Singular Update Queue

User a single thread to process requests asynchronously to maintain order without blocking the caller.

25 August 2020

Problem

When the state needs to be updated by multiple concurrent clients, we need it to be safely updated with one at a time changes. Consider the example of the Write-Ahead Log pattern. We need entries to be processed one at a time, even if several concurrent clients are trying to write. Generally locks are used to protect against concurrent modifications. But if the tasks being performed are time consuming, like writing to a file, blocking all the other calling threads until the task is completed can have severe impact on overall system throughput and latency. It is important to make effective use of compute resources, while still maintaining the guarantee of one at a time execution.

Solution

Implement a workqueue and a single thread working off the queue. Multiple concurrent clients can submit state changes to the queue. But a single thread works on state changes. This can be naturally implemented with goroutines and channels in languages like golang.
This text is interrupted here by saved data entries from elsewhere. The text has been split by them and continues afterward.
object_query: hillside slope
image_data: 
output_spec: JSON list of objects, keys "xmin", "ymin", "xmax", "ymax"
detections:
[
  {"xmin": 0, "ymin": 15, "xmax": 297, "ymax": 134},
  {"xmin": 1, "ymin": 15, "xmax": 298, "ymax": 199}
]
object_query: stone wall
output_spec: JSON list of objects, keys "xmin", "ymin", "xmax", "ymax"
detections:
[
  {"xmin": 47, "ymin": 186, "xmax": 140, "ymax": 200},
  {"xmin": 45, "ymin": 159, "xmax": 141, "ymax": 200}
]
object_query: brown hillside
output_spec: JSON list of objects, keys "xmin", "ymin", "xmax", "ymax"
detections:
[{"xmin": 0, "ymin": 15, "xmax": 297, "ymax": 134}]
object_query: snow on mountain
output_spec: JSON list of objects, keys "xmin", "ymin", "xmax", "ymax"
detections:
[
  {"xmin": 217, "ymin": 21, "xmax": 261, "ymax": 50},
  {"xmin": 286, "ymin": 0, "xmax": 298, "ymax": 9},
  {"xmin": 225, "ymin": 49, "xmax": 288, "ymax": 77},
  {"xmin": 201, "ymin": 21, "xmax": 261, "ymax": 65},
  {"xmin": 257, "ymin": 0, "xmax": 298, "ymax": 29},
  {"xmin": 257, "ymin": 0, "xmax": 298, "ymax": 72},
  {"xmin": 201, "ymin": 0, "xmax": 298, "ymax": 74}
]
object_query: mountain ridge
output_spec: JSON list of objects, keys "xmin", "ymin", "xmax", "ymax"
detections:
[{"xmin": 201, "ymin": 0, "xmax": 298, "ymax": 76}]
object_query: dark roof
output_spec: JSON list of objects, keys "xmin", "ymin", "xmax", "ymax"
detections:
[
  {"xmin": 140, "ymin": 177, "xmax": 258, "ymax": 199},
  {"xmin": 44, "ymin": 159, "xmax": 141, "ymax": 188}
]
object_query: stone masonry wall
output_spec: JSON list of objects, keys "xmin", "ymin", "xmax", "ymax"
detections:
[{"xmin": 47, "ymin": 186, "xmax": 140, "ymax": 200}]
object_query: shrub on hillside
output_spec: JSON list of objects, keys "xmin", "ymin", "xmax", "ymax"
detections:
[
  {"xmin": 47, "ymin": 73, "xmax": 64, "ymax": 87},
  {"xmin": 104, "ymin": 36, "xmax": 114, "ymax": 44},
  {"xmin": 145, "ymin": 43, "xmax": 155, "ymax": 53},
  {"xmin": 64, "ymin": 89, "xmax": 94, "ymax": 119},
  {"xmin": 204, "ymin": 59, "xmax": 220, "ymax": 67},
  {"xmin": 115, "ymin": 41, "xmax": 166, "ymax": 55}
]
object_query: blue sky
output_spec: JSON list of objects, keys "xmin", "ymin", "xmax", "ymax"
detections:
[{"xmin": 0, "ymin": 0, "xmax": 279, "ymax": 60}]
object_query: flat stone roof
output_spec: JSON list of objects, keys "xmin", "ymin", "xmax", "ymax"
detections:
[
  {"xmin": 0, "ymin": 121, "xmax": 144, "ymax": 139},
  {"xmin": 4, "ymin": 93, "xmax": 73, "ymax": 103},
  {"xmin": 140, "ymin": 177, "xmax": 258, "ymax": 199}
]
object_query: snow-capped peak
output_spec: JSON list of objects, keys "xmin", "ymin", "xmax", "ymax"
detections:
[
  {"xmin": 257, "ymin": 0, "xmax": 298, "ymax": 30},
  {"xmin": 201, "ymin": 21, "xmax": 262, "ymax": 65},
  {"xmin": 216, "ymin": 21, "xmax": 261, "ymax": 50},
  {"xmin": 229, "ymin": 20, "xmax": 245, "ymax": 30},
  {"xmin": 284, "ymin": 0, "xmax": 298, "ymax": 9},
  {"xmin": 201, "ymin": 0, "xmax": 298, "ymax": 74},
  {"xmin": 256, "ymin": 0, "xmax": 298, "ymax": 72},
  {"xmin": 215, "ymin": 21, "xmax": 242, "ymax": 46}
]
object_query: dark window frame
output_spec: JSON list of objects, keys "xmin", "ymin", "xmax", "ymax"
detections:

Figure 1: Single Thread Backed By A Work Queue

A typical Java implementation looks like following:

Figure 2: SingularUpdateQueue in Java

A SingularUpdateQueue has a queue and a function to be applied for work items in the queue. It extends from java.lang.Thread, to make sure that it has its own single thread of execution.

public class SingularUpdateQueue<Req, Res> extends Thread implements Logging {
    private ArrayBlockingQueue<RequestWrapper<Req, Res>> workQueue
            = new ArrayBlockingQueue<RequestWrapper<Req, Res>>(100);
    private Function<Req, Res> handler;
    private volatile boolean isRunning = false;

Clients submit requests to the queue on their own threads. The queue wraps each request in a simple wrapper to combine it with a future, returning the future to the client so that the client can react once the request is eventually completed.

class SingularUpdateQueue…

  public CompletableFuture<Res> submit(Req request) {
      try {
          var requestWrapper = new RequestWrapper<Req, Res>(request);
          workQueue.put(requestWrapper);
          return requestWrapper.getFuture();
      }
      catch (InterruptedException e) {
          throw new RuntimeException(e);
      }
  }
class RequestWrapper<Req, Res> {
    private final CompletableFuture<Res> future;
    private final Req request;

    public RequestWrapper(Req request) {
        this.request = request;
        this.future = new CompletableFuture<Res>();
    }
    public CompletableFuture<Res> getFuture() { return future; }
    public Req getRequest()                   { return request; }

The elements in the queue are processed by the single dedicated thread that SingularUpdateQueue inherits from Thread. The queue allows multiple concurrent producers to add the tasks for execution. The queue implementation should be thread safe, and should not add a lot of overhead under contention. The execution thread picks up requests from the queue and process them one at a time. The CompletableFuture is completed with the response of the task execution.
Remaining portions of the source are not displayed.